According to the complaint filed May 28, 2010, the Individual Defendants contemplated the sale of the Company as early as fall 2009. In fact, in early 2010, the Individual Defendants worked on a management-led buyout of the Company.
In February 2010, while the Individual Defendants were secretly negotiating the sale of the Company, members of the Compensation Committee approved the increase of the equity awards to senior executives for performance during the 2009 fiscal year to more than five times the previous year’s level. Importantly, the Compensation Committee approved the Grants despite the Company’s slew of negative publicity and performance concerns in the previous years, particularly the significant loss of stock value in 2009. Pursuant to the Grants, the Compensation Committee authorized the Company to issue to PSI’s five highest paid executives a combined 621,000 stock options and 688,000 shares of restricted stock.
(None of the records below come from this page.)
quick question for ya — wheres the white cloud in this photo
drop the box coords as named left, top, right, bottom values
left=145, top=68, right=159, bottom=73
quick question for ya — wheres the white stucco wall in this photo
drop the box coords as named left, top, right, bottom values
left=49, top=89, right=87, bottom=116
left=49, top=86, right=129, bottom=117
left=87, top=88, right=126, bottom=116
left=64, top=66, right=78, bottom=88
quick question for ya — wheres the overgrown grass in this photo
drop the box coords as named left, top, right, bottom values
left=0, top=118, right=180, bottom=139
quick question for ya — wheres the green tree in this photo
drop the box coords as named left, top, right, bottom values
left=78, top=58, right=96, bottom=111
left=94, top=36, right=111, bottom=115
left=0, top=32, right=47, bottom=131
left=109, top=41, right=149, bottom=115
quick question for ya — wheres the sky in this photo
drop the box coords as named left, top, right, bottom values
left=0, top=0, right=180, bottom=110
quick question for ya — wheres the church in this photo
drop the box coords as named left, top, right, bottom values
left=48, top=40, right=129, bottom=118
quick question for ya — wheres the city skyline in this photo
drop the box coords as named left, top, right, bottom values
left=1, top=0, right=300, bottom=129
In contrast, during the 2009 fiscal year, the Compensation Committee awarded PSI’s five highest-paid executives a combined 120,000 stock options and 135,000 shares of restricted stock for their performance during 2008.
On June 14, 2010, an Individual and Amended Class Action Complaint was filed by the plaintiffs against the defendants.
On July 20, 2010, another Individual and Second Amended Class Action Complaint was filed by against the plaintiffs against all Defendants.
On August 23, 2010, The Court issued an Agreed Order Staying this case pending further Order of the Court.
On September 13, 2001, pursuant to Rule 41(a)(2) of the Federal Rules of Civil Procedure, the Court dismissed this action with prejudice.